Your next question is probably something along the lines of: "how do I know to pass execution to apollo or to its execute_assembly vs some other payload type"? As part of your create_go_tasking function, you have access to taskData. There's a distinction in the data for this variable passed in:

taskData.PayloadType <-- the payload type associated with the callback that's running
taskData.CommandPayloadType <-- the payload type associated with the command that's executing

It's a small nuance, but important. The taskData.PayloadType always refers to the payload type that created the payload that resulted in the callback that's being tasked. taskData.CommandPayloadType refers to the payload type associated with the command that's executing. In most situations, these two would be the same. You're in a callback from an apollo payload type, you run a command from apollo, and so they match. When we start introducing command_augmentation containers though, you could be executing a command from a command augmentation container from a callback spawned by apollo, merlin, apfell, etc. So that answers the first question - how do you know which payload type you should be passing execution off to (if needed).

Identifying the specific command within that other payload type to execute is a little more complicated, but not by much. You have a few options.

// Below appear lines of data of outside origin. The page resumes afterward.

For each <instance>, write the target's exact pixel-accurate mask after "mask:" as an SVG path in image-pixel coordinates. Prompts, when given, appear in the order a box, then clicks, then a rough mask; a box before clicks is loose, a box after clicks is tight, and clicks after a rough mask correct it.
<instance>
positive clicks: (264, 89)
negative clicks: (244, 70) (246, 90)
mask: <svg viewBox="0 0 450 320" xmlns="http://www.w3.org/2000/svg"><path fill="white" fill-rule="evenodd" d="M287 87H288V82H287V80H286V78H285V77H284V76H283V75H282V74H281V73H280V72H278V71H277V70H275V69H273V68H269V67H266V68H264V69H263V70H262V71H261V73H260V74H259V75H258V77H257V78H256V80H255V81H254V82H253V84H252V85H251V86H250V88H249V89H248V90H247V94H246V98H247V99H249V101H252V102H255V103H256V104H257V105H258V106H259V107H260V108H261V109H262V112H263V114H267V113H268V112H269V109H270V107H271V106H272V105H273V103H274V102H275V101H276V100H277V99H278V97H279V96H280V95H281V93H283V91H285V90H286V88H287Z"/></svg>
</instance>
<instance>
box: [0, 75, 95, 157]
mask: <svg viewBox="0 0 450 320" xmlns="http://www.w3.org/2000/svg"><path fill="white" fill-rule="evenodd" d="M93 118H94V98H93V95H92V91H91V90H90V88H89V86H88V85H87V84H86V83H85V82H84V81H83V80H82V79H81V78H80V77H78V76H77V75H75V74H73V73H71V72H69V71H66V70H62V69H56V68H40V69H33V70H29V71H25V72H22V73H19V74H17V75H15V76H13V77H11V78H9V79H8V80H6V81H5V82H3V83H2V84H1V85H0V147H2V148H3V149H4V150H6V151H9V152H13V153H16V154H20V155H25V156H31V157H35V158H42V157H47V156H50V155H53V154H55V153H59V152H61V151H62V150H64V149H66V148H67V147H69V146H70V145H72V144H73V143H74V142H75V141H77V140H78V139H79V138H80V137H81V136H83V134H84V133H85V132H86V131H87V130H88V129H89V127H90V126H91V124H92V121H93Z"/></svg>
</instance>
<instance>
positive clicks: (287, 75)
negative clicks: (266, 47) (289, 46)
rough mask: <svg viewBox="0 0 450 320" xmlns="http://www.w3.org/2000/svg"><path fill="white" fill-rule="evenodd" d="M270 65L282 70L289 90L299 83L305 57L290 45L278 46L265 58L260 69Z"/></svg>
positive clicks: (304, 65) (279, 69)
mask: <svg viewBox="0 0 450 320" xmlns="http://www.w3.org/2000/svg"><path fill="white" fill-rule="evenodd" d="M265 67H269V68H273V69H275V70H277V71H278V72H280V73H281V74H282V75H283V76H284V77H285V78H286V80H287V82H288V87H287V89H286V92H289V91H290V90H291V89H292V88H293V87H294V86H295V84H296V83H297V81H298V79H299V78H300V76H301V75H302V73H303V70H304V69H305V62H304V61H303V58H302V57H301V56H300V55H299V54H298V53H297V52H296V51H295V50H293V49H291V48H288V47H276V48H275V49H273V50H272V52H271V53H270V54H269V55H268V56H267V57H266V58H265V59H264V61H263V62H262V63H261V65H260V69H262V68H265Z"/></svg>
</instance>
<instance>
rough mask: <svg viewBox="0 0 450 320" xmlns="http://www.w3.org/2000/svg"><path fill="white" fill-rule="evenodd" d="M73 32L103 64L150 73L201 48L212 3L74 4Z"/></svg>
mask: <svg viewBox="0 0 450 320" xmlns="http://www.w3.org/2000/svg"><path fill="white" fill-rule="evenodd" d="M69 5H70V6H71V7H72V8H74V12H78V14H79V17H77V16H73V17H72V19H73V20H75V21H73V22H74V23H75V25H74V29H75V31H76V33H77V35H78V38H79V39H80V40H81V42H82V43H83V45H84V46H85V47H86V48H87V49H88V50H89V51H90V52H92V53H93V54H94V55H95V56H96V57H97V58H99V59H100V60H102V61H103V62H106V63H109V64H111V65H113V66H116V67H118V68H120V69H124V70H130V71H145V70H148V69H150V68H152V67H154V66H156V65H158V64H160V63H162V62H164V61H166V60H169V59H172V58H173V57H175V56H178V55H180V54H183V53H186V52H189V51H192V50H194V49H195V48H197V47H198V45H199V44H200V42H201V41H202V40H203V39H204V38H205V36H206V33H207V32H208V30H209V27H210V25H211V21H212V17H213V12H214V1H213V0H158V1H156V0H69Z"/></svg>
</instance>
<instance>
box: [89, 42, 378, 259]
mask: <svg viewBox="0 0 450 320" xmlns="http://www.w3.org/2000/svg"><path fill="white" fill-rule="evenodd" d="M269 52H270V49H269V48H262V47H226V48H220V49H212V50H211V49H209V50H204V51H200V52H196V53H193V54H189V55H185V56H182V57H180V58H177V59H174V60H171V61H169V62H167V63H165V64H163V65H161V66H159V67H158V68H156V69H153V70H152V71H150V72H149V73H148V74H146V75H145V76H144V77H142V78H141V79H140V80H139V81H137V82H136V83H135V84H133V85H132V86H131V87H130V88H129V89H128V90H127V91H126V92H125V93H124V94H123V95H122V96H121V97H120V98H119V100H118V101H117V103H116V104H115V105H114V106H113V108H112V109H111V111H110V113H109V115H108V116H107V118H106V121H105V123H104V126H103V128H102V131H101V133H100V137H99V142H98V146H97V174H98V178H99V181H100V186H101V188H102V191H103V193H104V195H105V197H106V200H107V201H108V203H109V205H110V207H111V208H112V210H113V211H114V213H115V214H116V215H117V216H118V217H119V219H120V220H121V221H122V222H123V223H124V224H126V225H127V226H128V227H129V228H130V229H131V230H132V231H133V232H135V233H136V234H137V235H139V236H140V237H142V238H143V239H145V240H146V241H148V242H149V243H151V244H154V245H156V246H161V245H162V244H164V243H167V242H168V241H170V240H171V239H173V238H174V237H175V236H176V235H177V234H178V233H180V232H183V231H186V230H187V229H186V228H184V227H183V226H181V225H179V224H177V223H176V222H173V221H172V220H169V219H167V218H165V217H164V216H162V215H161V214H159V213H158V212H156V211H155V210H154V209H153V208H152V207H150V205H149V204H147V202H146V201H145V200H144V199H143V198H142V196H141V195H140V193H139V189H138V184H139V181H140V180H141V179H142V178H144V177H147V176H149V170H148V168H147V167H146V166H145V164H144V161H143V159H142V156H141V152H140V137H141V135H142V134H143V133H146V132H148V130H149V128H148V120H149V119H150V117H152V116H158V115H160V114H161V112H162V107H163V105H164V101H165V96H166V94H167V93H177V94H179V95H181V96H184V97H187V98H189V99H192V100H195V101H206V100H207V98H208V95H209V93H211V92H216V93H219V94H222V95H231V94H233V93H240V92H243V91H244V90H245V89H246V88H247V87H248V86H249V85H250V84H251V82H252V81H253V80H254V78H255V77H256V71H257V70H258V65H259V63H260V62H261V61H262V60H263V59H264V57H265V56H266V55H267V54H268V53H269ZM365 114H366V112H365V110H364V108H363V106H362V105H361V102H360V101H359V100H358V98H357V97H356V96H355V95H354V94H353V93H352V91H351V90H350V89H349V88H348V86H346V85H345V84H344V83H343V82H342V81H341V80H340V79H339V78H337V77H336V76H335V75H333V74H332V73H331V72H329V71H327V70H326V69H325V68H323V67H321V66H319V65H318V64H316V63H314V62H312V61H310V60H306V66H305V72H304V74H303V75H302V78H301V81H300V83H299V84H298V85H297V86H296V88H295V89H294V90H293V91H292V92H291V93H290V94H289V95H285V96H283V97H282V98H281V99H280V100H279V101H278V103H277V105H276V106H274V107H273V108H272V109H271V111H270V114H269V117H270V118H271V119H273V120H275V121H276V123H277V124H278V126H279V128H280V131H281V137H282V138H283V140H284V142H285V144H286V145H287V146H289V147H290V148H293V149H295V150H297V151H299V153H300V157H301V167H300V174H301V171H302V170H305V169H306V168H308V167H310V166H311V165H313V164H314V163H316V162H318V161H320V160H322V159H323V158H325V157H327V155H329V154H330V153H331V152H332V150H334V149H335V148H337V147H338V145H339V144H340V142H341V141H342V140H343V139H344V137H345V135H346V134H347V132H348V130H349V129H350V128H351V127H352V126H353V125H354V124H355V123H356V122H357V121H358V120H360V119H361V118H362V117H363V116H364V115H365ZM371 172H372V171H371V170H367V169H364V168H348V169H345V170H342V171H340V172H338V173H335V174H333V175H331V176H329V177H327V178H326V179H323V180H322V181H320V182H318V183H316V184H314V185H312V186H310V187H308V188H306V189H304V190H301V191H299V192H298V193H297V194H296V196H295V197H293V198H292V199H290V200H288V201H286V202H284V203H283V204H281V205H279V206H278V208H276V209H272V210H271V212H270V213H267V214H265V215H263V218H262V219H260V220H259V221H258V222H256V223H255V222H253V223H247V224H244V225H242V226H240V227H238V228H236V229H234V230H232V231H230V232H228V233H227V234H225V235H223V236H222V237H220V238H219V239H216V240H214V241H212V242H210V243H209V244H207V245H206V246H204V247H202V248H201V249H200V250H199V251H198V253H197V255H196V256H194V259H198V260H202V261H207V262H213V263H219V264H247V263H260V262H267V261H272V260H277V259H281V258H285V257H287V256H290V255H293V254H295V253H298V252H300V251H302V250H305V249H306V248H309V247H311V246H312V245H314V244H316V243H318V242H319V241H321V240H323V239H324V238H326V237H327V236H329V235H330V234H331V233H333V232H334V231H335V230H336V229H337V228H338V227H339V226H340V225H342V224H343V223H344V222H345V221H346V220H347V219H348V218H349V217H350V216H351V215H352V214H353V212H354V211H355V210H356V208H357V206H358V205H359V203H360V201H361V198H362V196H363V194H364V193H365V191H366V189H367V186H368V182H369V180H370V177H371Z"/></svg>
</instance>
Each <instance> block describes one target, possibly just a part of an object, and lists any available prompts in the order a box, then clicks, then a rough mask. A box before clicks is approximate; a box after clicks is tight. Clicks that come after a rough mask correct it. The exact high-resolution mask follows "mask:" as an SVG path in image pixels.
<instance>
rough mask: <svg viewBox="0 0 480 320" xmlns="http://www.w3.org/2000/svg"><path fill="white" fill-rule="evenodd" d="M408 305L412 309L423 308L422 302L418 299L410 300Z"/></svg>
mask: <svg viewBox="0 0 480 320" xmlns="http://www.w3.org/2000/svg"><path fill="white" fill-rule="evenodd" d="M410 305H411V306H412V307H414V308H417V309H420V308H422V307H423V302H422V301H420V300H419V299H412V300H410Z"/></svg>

1. You could have something hard-coded so that if you see apollo, you run execute_assembly, if you see blah, you run custom_blah_blah. That works, but doesn't make your command augmentation container really usable by any other base agents unless the operator modifies your source code. Not great.

2. You could have some sort of config file you use (that an operator is able to view/edit in the UI) where you keep a mapping of agent -> command. That makes it an easy lookup and is something that an operator can modify to make your command augmentation container support arbitrary other agents as well. Good, but still requires some operator config.

3. You can leverage supported_ui_features. These are used all throughout Mythic and browser scripts, but they're not limited to just that. The great thing is that these are also fully customizable. The down side is that the agent has to explicitly set these. So it doesn't work great for ad-hoc supporting new agents, but for known agents, it makes things pretty quick.

   1. All you'd do is say, for example, that your command_augment container X, CA_X, offers the ability to provide wrappers for BOFs. You identify how you want to find commands that support your command's output, for example, you could say that the command needs a supported_ui_feature of CA_X:bof (completely arbitrary value, just make it unique). Then, if apollo wanted to expose its execute_coff command, it would set in its supported_ui_features = ["CA_X:bof"]. Then, in the command augment container, you can do a SendMythicRPCCallbackCommandSearch and specifically search for any loaded commands in the callback with your ui feature (CA_X:bof). Once you find a matching command, you can set your response.CommandName to that command name.